On l’aura compris, la responsabilité de l’Etat pointe ici. Dans la gestion des hommes, de l’administration, on retrouve ce même mot d’ordre entre la police, la pénitentiaire et le politique : pas de vague. Alors, au gré de petits renoncements, on achète la paix sociale. On s’autocensure, on laisse faire, on s’interdit d’intervenir. Ce qu’on croit gagner à très court terme, on le perd dramatiquement et pour longtemps à long terme, car c’est l’autorité de l’Etat tout entière qui s’effrite. La responsabilité de l’Etat pointe également quand on sait qu’avec le manque de places de prisons créées ces trente dernières années pour suivre la démographie et l’évolution de la délinquance, de nombreuses peines sont tardivement exécutées (parfois un an après leur prononcé…). Ce n’est donc souvent pas tant les juges qui rendent des décisions qui posent question. C’est l’incapacité matérielle qu’il y a souvent à les faire exécuter rapidement.

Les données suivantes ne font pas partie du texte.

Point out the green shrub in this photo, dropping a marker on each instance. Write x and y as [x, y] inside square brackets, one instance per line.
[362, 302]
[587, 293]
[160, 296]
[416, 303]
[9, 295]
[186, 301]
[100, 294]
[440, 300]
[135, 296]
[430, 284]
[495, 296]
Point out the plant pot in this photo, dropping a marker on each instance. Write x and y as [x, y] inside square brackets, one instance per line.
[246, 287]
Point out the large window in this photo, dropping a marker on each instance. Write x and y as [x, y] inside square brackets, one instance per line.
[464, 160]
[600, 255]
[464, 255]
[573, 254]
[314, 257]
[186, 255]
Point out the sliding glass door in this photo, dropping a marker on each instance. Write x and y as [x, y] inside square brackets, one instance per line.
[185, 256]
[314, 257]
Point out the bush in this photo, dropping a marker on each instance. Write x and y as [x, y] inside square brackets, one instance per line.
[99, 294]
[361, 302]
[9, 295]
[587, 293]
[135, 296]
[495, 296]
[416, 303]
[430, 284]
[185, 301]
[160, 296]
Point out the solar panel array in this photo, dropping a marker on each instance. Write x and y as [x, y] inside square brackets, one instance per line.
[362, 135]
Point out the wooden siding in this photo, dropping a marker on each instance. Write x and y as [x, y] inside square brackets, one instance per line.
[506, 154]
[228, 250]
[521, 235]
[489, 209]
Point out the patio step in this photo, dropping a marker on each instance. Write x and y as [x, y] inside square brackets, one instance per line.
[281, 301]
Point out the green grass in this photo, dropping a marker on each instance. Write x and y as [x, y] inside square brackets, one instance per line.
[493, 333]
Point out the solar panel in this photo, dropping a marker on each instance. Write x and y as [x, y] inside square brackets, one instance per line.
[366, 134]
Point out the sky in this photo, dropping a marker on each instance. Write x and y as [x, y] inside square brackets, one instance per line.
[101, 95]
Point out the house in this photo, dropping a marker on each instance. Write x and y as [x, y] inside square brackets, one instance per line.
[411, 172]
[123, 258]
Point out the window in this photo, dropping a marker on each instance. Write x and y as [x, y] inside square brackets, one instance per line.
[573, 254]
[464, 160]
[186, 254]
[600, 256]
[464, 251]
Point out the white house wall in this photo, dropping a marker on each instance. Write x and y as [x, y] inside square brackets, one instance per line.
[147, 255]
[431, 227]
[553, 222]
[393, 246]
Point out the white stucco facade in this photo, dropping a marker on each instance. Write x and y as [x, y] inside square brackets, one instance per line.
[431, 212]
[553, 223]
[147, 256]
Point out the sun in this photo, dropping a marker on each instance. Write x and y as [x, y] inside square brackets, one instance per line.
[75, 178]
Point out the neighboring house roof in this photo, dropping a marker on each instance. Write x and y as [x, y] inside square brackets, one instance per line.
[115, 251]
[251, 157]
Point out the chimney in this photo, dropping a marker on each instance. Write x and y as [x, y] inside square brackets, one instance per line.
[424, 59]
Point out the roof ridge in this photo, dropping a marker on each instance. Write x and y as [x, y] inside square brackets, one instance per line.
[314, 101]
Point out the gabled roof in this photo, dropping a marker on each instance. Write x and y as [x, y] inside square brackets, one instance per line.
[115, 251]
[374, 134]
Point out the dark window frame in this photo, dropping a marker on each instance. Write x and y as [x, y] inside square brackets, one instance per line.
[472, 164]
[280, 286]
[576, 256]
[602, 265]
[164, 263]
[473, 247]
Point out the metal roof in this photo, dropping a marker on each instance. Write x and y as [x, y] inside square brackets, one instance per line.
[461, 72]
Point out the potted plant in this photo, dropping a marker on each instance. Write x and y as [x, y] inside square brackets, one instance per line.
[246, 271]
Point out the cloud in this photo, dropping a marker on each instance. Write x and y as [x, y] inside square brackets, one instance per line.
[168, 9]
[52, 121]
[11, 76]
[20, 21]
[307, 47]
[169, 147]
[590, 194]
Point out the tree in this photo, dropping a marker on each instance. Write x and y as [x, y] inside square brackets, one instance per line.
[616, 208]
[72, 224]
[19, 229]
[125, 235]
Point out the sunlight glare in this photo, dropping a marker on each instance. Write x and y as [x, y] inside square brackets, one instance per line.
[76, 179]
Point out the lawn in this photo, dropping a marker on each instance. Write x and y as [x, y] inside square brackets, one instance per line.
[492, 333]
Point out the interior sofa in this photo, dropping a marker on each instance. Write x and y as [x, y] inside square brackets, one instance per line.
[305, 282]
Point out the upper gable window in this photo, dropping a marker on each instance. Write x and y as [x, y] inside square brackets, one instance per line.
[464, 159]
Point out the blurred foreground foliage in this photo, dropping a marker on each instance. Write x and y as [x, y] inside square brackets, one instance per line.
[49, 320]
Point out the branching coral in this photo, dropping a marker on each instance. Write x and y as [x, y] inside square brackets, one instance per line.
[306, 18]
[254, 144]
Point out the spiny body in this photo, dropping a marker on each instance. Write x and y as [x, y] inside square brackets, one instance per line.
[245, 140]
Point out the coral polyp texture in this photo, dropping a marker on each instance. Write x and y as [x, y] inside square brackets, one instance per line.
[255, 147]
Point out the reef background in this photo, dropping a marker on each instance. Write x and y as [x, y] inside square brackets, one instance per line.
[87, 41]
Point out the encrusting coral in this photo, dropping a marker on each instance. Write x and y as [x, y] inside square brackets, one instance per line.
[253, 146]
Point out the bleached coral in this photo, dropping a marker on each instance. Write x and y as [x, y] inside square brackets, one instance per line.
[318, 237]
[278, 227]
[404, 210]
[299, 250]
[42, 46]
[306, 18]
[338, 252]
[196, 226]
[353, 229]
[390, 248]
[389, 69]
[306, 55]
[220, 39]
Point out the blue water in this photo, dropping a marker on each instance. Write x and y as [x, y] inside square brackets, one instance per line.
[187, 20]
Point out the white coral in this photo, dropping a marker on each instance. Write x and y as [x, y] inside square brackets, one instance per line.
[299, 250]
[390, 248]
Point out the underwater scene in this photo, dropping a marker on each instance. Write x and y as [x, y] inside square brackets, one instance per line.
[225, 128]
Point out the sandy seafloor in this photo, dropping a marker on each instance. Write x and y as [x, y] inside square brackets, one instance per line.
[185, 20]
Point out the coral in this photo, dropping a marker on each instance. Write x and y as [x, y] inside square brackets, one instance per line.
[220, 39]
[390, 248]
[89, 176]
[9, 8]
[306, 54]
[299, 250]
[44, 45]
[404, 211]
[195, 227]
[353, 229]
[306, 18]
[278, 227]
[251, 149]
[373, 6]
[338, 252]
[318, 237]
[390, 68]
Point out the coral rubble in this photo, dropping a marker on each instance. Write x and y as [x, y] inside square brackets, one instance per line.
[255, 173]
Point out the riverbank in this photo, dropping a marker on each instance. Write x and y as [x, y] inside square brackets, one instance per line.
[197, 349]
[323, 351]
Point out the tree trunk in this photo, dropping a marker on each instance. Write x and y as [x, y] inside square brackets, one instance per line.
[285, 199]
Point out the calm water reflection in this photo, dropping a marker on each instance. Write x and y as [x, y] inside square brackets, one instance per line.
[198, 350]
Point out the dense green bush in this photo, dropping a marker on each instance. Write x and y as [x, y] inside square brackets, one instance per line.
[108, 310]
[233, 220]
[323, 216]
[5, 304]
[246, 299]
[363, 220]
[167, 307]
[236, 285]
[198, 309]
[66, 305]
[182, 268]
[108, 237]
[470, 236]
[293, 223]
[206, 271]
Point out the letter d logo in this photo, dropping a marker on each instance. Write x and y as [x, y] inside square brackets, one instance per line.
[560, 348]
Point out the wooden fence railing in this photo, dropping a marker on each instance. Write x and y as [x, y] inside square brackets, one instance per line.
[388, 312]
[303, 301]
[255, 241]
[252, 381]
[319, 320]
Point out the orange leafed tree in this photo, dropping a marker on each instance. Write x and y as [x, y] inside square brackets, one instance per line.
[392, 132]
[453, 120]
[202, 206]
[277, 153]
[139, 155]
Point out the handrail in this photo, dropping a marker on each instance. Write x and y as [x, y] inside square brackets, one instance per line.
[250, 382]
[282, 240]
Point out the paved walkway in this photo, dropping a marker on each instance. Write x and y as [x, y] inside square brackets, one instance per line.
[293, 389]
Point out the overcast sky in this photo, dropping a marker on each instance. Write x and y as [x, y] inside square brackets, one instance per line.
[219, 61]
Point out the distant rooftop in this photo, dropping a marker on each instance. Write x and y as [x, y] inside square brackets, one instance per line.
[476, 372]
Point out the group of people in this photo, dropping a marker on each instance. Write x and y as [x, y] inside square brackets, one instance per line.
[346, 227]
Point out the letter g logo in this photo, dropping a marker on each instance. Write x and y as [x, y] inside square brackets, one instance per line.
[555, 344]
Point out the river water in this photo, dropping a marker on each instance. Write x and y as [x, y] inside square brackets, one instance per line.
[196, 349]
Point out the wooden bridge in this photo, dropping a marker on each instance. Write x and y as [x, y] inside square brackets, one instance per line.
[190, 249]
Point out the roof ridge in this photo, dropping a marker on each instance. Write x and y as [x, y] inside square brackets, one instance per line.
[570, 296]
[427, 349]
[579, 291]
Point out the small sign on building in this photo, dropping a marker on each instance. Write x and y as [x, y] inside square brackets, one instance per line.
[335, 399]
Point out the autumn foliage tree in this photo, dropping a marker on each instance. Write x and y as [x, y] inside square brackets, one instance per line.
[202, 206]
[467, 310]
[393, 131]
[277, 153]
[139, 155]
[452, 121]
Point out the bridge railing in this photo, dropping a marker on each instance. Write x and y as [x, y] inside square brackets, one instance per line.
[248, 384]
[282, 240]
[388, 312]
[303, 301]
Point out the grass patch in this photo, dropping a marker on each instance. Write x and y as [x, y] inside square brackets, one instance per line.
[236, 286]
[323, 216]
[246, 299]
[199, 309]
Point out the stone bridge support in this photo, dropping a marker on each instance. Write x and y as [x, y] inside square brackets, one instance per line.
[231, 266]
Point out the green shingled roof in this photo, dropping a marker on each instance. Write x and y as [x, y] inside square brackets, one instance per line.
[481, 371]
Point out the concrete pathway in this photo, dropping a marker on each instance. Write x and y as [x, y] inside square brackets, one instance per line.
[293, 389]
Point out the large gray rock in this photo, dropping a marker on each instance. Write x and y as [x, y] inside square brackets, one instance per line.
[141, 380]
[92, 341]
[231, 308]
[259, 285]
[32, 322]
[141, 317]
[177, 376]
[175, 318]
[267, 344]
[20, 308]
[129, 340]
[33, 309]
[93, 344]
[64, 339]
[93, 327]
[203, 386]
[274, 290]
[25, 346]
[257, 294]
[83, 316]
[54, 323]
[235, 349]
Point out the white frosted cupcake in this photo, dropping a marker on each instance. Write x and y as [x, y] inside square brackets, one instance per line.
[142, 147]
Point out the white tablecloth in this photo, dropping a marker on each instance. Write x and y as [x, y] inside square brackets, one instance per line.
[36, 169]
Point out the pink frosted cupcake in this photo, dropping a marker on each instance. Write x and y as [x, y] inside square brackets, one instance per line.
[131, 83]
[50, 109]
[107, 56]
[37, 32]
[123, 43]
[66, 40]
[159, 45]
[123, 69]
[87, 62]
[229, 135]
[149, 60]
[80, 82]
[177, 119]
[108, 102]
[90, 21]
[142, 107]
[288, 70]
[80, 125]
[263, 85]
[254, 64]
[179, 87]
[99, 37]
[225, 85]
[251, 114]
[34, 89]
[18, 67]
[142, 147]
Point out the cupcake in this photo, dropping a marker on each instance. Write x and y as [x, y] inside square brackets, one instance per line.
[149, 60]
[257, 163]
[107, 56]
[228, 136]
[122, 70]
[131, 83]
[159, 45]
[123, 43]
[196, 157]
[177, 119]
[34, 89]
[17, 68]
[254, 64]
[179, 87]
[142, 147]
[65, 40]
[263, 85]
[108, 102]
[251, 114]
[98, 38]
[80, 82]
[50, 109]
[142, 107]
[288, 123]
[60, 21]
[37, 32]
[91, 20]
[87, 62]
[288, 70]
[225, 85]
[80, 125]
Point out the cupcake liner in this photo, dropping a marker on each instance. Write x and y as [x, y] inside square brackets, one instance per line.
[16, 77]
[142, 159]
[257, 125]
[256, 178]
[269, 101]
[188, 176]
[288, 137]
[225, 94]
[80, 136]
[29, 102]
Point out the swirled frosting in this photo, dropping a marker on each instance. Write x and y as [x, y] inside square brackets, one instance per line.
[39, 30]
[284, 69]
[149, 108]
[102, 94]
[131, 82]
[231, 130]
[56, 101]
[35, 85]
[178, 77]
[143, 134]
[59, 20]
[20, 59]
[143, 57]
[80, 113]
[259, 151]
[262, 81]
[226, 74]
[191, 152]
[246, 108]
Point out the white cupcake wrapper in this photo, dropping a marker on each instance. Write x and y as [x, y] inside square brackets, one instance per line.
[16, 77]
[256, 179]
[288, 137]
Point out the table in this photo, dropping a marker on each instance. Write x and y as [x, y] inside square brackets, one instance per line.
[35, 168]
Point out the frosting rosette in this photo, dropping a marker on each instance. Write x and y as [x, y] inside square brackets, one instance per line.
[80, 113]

Car le manque cruel de places de prison (14.770 détenus en surnombre d’après les derniers chiffres de l’administration pénitentiaire auxquels il faut ajouter le stock approximatif des 100.000 peines de prison en attente d’exécution) est ce qui retarde d’autant le signal d’arrêt qui peut être clairement adressé devant des comportements préjudiciables qui deviennent alors difficiles à endiguer et surtout à dissuader.